Csv Validator

This article explains how to build a CSV validator in Retool. At its core, this problem has three parts:

  • Upload a CSV
  • Validate the data
  • Write the data to a data store

The upload can be accomplished using the file upload button. Writing to the data store can be accomplished using resource queries. How can we accomplish the second step, validating the data after upload?

Validating Data

The fileUploadButton can parse CSV files and store the parsed object as an array in the application state, as fileUploadButton.parsedValue. We could write a JavaScript query to validate fileUploadButton.parsedValue, and return true if the data is valid, and false otherwise. However, this approach does not allow us to change the data in the CSV.

A more elegant solution is to decouple the data from the fileUploadButton component, using temporary state. The fileUploadButton submit can trigger a JS query which copies the CSV contents to our temporary state. Similarly, we can write methods to update and delete records from the temporary state.
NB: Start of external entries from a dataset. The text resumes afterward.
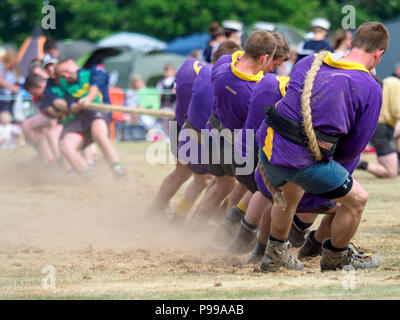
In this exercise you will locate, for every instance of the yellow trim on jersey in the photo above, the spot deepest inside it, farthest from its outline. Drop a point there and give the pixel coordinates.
(242, 75)
(82, 91)
(268, 143)
(340, 64)
(196, 67)
(282, 84)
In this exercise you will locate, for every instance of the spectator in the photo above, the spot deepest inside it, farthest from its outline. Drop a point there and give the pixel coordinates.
(131, 97)
(167, 84)
(320, 27)
(10, 79)
(233, 31)
(217, 35)
(285, 68)
(341, 42)
(387, 131)
(50, 47)
(9, 133)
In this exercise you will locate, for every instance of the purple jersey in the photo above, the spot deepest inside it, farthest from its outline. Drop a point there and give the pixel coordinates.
(309, 201)
(232, 92)
(184, 81)
(345, 102)
(267, 92)
(202, 98)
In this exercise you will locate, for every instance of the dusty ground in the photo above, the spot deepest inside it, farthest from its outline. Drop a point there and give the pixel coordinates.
(95, 236)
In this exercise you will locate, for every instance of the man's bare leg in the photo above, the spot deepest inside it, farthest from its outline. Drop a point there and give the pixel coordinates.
(99, 131)
(170, 186)
(212, 199)
(236, 195)
(191, 194)
(387, 166)
(70, 146)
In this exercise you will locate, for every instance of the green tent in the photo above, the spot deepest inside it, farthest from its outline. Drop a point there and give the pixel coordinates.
(149, 66)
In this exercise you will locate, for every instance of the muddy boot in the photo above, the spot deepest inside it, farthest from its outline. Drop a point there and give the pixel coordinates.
(228, 227)
(118, 170)
(243, 240)
(310, 248)
(277, 255)
(297, 236)
(257, 254)
(332, 260)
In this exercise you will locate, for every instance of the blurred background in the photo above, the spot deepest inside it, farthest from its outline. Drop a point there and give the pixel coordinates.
(143, 43)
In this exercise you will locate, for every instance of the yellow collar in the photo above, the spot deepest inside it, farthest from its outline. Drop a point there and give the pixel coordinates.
(339, 64)
(282, 84)
(241, 75)
(196, 67)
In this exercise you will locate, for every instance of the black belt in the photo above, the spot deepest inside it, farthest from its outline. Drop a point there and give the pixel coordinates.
(216, 124)
(293, 131)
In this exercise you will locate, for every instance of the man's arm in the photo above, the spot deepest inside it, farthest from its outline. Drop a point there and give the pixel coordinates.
(351, 145)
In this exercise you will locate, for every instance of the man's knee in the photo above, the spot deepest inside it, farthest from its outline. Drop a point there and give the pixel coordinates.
(61, 105)
(360, 202)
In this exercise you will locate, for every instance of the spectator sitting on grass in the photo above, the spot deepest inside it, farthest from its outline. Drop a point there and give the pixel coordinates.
(9, 133)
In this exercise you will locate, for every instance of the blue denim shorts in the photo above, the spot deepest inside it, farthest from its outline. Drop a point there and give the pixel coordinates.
(322, 178)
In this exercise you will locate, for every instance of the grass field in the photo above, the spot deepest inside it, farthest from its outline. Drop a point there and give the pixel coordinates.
(102, 246)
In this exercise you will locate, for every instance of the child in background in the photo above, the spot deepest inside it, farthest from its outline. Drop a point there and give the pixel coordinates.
(9, 133)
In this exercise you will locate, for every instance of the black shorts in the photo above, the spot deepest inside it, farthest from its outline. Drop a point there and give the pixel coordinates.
(174, 142)
(221, 168)
(248, 180)
(383, 140)
(81, 125)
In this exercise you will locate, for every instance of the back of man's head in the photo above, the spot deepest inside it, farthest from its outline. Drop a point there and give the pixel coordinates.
(260, 43)
(32, 81)
(282, 48)
(226, 47)
(371, 36)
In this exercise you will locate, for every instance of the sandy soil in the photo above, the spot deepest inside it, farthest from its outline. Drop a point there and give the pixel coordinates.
(102, 245)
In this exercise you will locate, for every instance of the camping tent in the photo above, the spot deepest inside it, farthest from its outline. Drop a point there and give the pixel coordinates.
(292, 35)
(32, 48)
(135, 41)
(392, 55)
(73, 49)
(122, 62)
(149, 66)
(186, 44)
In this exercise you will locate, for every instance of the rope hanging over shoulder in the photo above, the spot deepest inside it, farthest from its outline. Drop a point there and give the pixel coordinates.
(277, 196)
(305, 105)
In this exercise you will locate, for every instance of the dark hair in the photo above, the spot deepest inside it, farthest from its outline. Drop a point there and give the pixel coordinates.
(260, 42)
(32, 81)
(226, 47)
(49, 45)
(371, 36)
(217, 33)
(282, 48)
(339, 36)
(213, 26)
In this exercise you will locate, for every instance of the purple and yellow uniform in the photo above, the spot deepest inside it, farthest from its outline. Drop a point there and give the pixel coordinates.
(232, 91)
(184, 82)
(345, 103)
(267, 92)
(198, 115)
(309, 203)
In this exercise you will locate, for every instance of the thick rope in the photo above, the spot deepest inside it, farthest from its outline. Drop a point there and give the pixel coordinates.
(137, 111)
(277, 196)
(305, 105)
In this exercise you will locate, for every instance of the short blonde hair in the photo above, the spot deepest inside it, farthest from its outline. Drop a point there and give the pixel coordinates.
(5, 116)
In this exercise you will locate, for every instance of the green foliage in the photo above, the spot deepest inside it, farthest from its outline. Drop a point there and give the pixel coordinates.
(167, 19)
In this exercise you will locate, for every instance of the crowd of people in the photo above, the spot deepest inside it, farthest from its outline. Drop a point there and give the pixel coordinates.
(301, 136)
(277, 131)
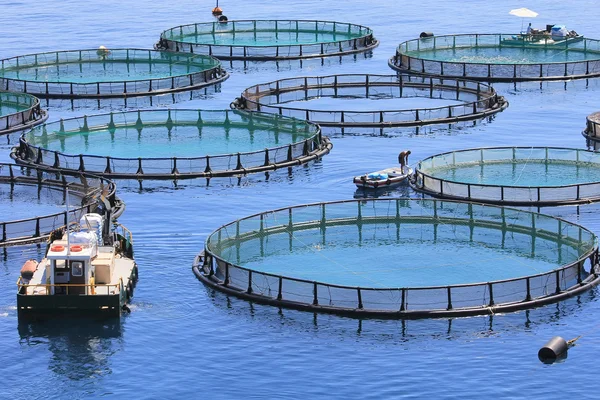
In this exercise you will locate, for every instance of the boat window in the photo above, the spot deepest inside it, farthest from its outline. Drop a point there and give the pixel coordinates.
(77, 268)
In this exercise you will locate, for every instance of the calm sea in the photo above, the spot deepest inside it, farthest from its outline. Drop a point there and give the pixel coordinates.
(184, 341)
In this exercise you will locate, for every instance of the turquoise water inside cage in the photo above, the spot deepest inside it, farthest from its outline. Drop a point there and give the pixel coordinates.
(385, 255)
(7, 108)
(524, 173)
(372, 103)
(183, 340)
(98, 71)
(504, 55)
(158, 141)
(266, 38)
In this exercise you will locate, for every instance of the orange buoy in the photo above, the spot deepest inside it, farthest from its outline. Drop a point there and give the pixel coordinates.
(28, 269)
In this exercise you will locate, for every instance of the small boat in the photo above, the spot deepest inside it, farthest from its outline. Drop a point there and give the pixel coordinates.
(89, 271)
(540, 40)
(386, 178)
(553, 35)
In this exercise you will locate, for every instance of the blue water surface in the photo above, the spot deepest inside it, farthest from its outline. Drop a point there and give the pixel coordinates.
(182, 340)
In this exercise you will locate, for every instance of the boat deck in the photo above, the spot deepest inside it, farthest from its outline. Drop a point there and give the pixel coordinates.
(123, 269)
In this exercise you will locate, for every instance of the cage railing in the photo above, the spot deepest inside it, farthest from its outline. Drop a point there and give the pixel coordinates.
(569, 279)
(30, 115)
(201, 71)
(477, 100)
(592, 126)
(88, 188)
(507, 194)
(407, 59)
(172, 39)
(309, 144)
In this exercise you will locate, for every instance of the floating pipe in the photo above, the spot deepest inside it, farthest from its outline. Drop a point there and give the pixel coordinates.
(555, 349)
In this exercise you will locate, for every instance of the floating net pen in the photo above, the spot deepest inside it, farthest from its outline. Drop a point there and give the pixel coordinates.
(29, 190)
(512, 175)
(264, 40)
(173, 144)
(499, 57)
(461, 100)
(19, 111)
(400, 258)
(108, 73)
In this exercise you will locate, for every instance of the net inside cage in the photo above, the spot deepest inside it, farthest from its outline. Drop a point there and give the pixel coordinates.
(513, 174)
(159, 143)
(399, 255)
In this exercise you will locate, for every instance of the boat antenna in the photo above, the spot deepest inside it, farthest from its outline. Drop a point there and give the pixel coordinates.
(68, 223)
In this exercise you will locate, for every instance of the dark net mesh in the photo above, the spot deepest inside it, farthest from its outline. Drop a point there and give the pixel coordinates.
(573, 249)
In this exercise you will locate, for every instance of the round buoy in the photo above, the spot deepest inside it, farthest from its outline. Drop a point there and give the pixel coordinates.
(554, 350)
(102, 51)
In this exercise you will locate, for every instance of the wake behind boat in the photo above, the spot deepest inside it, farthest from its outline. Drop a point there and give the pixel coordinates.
(386, 178)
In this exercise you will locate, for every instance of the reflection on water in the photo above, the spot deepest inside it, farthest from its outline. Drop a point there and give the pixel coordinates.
(80, 348)
(412, 331)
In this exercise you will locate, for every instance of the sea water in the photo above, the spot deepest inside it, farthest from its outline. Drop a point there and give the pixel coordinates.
(524, 173)
(184, 340)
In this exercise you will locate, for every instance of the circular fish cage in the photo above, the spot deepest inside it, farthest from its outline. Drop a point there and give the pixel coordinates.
(264, 40)
(27, 190)
(457, 100)
(512, 175)
(106, 73)
(400, 258)
(164, 144)
(592, 128)
(19, 111)
(499, 57)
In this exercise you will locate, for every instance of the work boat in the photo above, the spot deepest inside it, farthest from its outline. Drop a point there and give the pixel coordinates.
(386, 178)
(89, 271)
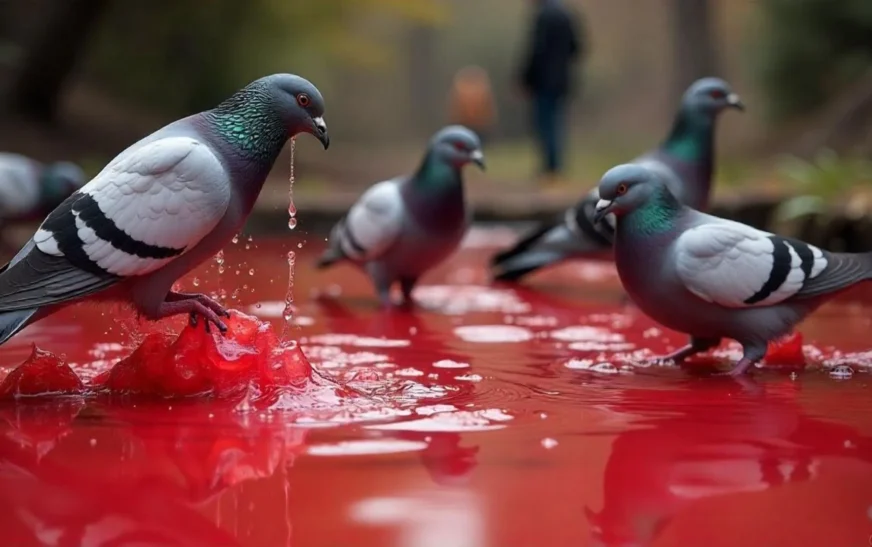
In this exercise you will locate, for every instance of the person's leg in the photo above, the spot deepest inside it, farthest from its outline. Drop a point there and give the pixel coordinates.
(545, 127)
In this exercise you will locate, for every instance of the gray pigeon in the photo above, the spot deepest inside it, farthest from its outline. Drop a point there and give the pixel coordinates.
(402, 227)
(158, 209)
(713, 278)
(685, 160)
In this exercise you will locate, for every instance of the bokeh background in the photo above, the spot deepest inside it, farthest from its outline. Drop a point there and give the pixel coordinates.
(82, 79)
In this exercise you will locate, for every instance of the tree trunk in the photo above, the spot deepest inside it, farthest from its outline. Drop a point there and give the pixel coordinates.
(694, 43)
(51, 56)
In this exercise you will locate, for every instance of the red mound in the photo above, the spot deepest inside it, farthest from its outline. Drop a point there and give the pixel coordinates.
(197, 362)
(41, 374)
(786, 352)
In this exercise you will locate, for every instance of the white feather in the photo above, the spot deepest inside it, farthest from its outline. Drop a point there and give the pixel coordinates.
(169, 193)
(727, 263)
(374, 221)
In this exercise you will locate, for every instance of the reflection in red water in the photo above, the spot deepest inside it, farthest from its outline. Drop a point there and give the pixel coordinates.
(488, 417)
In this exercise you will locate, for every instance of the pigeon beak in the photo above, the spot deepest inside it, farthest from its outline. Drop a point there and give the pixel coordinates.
(735, 101)
(477, 157)
(603, 207)
(321, 132)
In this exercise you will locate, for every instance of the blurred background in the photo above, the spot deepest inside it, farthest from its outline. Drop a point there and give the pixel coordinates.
(82, 79)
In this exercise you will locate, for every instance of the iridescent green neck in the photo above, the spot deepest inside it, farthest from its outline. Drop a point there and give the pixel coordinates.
(692, 135)
(249, 123)
(656, 216)
(436, 174)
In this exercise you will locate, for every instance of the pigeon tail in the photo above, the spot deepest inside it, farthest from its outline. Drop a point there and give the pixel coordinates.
(13, 321)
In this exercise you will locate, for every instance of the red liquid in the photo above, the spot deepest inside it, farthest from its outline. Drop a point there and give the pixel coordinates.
(471, 427)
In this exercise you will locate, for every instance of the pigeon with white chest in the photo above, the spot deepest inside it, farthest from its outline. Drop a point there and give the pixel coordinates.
(160, 208)
(685, 160)
(713, 278)
(401, 228)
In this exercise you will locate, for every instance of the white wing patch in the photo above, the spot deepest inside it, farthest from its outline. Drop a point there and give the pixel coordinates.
(736, 266)
(167, 193)
(374, 222)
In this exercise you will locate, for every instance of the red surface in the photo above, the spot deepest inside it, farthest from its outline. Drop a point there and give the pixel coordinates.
(487, 417)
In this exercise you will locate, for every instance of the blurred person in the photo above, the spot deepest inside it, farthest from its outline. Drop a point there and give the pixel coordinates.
(471, 101)
(556, 43)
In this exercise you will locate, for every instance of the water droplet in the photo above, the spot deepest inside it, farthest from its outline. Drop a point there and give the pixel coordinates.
(549, 443)
(841, 372)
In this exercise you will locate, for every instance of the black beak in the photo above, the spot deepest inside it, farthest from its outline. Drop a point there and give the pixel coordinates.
(321, 132)
(477, 157)
(735, 102)
(603, 207)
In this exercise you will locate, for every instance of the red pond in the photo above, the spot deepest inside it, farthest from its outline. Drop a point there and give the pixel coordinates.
(489, 416)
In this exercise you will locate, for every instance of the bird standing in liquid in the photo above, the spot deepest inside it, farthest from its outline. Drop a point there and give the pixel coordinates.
(161, 207)
(685, 160)
(713, 278)
(403, 227)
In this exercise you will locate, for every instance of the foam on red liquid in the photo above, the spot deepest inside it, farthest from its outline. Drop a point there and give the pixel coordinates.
(193, 363)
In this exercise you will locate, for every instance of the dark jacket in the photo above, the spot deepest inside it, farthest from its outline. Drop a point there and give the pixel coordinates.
(554, 46)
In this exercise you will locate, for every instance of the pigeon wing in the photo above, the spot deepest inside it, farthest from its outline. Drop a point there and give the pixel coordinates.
(147, 207)
(373, 223)
(736, 266)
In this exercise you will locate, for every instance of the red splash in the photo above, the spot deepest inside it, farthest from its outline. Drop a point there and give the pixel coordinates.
(41, 374)
(197, 363)
(786, 352)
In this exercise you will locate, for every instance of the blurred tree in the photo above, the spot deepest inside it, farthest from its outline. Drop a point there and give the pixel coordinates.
(694, 43)
(808, 51)
(207, 53)
(51, 56)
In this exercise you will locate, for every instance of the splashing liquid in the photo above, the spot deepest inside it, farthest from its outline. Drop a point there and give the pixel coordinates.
(288, 313)
(292, 209)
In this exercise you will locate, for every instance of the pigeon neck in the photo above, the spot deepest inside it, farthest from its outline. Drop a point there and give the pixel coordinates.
(437, 175)
(656, 216)
(250, 125)
(692, 136)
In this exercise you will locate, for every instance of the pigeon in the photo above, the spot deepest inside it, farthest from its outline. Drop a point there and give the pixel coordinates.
(159, 208)
(685, 160)
(402, 227)
(713, 278)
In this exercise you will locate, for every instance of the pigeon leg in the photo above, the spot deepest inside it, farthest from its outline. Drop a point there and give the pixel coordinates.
(407, 284)
(752, 353)
(191, 306)
(173, 296)
(697, 345)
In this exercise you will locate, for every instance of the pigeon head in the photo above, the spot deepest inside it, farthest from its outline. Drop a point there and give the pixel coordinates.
(258, 119)
(58, 181)
(299, 104)
(626, 188)
(710, 96)
(457, 146)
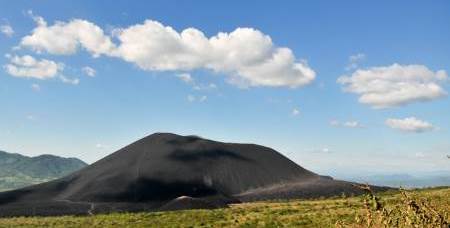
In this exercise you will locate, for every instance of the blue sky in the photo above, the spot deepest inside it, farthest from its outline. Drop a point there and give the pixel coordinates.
(321, 123)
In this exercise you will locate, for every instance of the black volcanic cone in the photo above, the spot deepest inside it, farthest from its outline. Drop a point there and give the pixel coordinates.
(154, 172)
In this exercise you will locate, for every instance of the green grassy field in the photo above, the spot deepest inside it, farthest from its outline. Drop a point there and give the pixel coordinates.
(292, 213)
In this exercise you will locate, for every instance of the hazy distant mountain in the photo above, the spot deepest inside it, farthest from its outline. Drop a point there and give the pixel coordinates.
(19, 171)
(405, 180)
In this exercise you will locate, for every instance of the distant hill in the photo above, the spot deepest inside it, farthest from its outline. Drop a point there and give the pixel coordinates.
(405, 180)
(18, 171)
In effect we will use temporary state variable records as a data store, and construct queries to cover the usual combination of CRUD operations. For our CSV upload app, we need to cover several operations:

  • Create - copy data from fileUploadButton.parsedValue into the records object
  • Read - records.value
  • Update - update a row in the records object, using a row index
  • Delete - delete a row from the records object

CRUD

The create query needs to append data to the records object. We can do this by copying the records object, appending new records, and writing back to the records object.

// copy_csv.js

// copy in
var all_records = records.value ? records.value : [];

// add record
all_records = all_records.concat(fileUploadButton.parsedValue[0])

// copy out
records.setValue(all_records)

The update query will create two partitions of the records object - one containing all the records before table.selectedRow.index, and the other containing all records after table.selectedRow.index. We can then assemble our updated record set by appending the partitions and the updated record (as defined in form.data).

// update_record.js

// copy in
const data = records.value
const index = table.selectedRow.index

// create partitions
var partition_one = data.slice(0, index)
var partition_two = data.slice(index + 1)

// overwrite record
const row = form.data

// aggregate partitions
partition_one.push(row)
const all_partitions = partition_one.concat(partition_two)

// copy out
records.setValue(all_partitions)

The delete query can be constructed similar to the update query, by combining two partitions which exclude the deleted record.

Validating

Now that our data lives in temporary state, we can use JS queries to implement all sorts of creative validations. In the example below, I demonstrate how to validate the data type, range, and values for columns. This sort of logic is easily extensible - if you can write a validation in JS, you can implement it in Retool.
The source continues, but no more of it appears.